项目作者: MayankJasoria

项目描述 :
Project on for designing a system to execute a specific kind of INNER JOIN and GROUP BY SQL queries using Hadoop and Spark
高级语言: Java
项目地址: git://github.com/MayankJasoria/Hadoop-Spark-SQL.git
创建时间: 2019-09-04T16:44:24Z
项目社区:https://github.com/MayankJasoria/Hadoop-Spark-SQL

开源协议:MIT License

下载


Hadoop-Spark-SQL

API Endpoints

  • Base url is http://localhost:8080/cloudproject.
  • GET request on /api/test : Returns a page displaying Hello World!. Useful for testing if the API is live
  • POST request on /api/query : Request body should be in application/json format.
    • Input Parameter : query (String) -> the SQL query to be run
    • Output : application.json containing the required output parameters.

Configuration

Global configuration file: com.project.cloud.Globals

  • This file contains HDFS output paths, which can be configured.

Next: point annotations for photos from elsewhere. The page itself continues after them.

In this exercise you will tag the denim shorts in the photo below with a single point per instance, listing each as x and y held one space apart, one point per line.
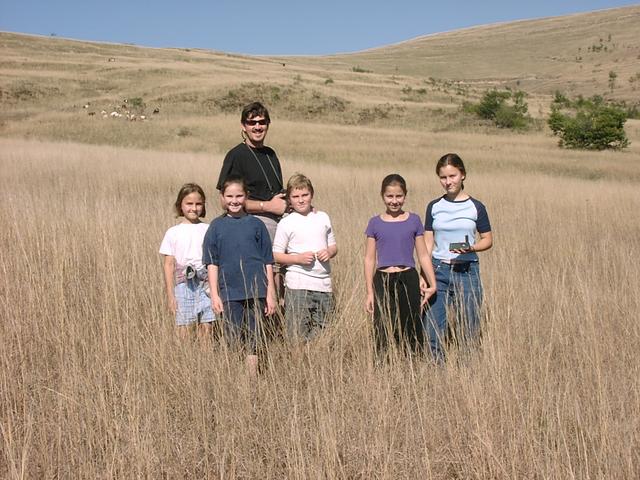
307 312
193 304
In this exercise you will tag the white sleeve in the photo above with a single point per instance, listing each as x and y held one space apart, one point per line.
281 239
331 238
167 247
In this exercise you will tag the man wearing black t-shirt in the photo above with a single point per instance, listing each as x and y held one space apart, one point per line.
259 166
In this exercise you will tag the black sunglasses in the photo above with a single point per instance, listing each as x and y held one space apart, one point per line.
251 123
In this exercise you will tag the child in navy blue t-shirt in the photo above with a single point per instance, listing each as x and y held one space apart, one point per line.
237 252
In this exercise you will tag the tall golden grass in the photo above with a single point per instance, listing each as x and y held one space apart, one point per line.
95 384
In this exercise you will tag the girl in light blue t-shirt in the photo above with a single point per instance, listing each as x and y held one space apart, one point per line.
456 228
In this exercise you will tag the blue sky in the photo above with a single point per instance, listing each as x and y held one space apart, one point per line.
264 27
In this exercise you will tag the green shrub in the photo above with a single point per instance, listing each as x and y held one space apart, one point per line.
505 109
590 124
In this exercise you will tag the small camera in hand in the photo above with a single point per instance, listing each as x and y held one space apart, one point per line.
460 245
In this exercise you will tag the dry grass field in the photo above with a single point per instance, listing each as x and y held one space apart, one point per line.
95 384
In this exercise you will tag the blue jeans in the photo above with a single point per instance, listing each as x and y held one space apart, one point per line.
243 322
459 289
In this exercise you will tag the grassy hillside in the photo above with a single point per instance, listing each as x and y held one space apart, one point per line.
45 83
572 53
94 382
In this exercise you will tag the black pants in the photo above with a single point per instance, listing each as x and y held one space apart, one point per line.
396 315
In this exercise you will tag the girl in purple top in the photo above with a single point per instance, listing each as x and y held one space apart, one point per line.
393 284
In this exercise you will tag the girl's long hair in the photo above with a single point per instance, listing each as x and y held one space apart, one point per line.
187 189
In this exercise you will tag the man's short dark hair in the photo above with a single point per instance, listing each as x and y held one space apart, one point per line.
255 109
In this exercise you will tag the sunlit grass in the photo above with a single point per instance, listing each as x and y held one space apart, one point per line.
94 382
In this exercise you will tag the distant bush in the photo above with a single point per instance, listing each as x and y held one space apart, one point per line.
136 103
505 108
590 124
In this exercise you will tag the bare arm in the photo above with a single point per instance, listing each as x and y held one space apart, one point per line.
369 270
169 266
305 258
216 301
270 308
485 242
426 270
429 242
328 253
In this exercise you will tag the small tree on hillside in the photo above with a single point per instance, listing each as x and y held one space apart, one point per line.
504 108
590 124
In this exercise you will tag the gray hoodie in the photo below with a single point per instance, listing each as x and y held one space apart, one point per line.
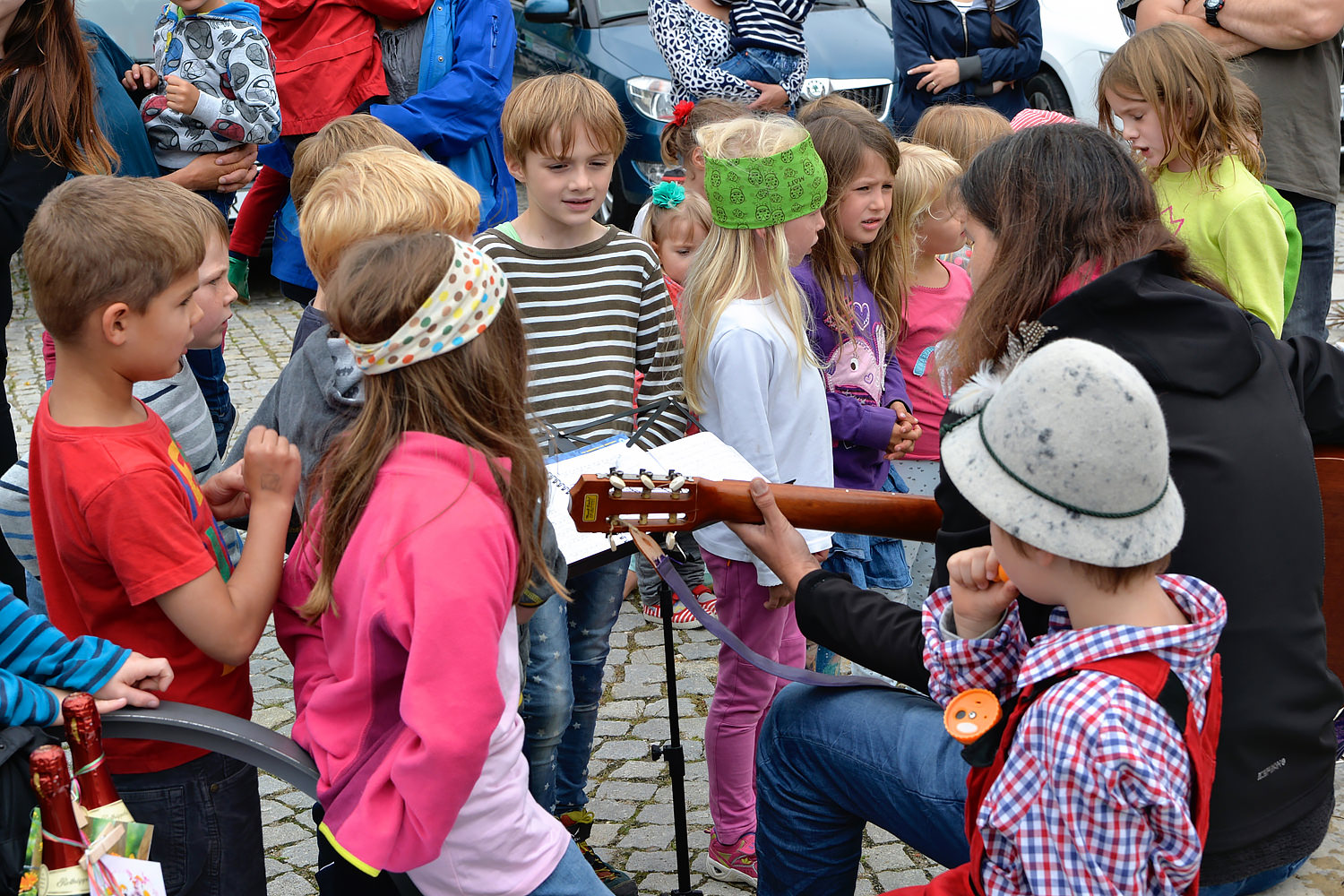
317 397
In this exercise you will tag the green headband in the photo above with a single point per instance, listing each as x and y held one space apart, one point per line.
765 191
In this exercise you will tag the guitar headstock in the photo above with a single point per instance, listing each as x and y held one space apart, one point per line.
652 503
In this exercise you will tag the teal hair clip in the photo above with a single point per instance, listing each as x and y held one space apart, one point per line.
668 194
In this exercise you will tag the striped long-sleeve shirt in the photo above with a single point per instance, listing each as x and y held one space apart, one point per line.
774 24
594 314
34 653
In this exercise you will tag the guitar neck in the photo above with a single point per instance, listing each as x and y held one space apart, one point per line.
882 513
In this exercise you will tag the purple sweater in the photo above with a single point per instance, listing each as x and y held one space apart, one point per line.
862 381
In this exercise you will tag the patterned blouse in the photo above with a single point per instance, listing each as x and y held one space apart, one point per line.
694 43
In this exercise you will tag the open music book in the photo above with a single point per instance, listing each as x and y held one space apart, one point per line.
702 455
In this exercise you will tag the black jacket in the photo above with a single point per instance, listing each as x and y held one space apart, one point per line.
1242 413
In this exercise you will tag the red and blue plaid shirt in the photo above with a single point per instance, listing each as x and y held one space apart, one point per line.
1094 793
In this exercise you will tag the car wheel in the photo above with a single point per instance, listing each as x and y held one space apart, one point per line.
616 209
1045 90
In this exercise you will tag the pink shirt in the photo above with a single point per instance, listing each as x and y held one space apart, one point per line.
408 694
930 316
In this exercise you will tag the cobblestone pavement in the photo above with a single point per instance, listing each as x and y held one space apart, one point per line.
631 793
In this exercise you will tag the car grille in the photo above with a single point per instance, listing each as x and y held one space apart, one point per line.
875 99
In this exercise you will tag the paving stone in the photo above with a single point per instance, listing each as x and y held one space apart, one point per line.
301 855
281 834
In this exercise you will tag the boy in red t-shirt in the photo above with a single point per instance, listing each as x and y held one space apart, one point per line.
126 540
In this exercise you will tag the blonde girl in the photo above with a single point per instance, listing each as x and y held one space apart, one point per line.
398 603
938 295
1168 93
752 379
855 281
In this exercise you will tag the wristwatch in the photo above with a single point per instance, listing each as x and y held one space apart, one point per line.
1211 10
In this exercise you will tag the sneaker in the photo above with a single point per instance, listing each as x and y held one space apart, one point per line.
736 863
580 823
682 616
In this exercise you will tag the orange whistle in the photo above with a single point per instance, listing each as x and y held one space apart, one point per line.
970 713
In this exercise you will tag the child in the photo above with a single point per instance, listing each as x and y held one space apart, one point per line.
432 667
211 88
938 293
855 281
125 538
1101 778
597 314
675 226
367 193
316 155
1202 159
961 132
177 400
768 38
1249 108
677 148
752 379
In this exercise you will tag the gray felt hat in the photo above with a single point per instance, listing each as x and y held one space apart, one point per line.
1069 452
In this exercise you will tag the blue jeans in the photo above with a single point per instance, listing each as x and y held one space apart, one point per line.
1312 300
207 366
567 646
207 825
761 65
830 762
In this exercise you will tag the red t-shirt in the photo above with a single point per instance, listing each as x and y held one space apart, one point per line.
930 314
118 520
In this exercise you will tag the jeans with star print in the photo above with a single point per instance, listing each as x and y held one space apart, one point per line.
564 656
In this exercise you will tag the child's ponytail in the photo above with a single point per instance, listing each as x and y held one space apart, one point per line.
473 394
1003 34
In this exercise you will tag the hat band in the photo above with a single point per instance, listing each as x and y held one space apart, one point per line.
1073 508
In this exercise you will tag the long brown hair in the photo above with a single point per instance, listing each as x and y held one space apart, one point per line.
475 395
1176 72
840 134
1056 199
48 83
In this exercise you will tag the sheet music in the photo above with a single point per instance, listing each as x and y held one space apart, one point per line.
702 454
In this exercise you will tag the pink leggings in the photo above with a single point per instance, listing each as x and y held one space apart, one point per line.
744 694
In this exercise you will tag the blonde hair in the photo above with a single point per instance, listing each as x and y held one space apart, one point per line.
101 239
1176 72
381 190
841 132
725 268
545 115
924 177
694 210
472 395
338 137
960 131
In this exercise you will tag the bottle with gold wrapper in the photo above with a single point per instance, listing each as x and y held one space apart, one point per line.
83 734
61 841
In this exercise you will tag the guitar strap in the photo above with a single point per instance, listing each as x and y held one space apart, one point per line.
711 624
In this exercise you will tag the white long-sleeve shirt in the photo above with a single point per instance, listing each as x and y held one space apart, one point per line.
758 401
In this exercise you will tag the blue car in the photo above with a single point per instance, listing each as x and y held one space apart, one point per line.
609 42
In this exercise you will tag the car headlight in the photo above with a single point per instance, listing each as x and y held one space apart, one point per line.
650 97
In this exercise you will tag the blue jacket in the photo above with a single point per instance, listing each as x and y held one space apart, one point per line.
467 70
937 29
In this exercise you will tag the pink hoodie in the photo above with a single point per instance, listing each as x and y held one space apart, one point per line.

Project configuration: pom.xml

  • Maven project file for build settings and dependencies.

Requirements

  • The project, built into a webapp has been tested on tomcat8.5.
  • It may be required to configure the amount of memory allocated to Tomcat JVM.

Assumptions

  • <Condition2> of the WHERE clause in INNER JOIN query is assumed to be an equality operation in one of the columns of the final table.
  • <COLUMNS> of SELECT and GROUP BY have been assumed to be the same.
  • Input value of any Aggregate Function, and the value against which it is compared in HAVING clause is assumed to be integer.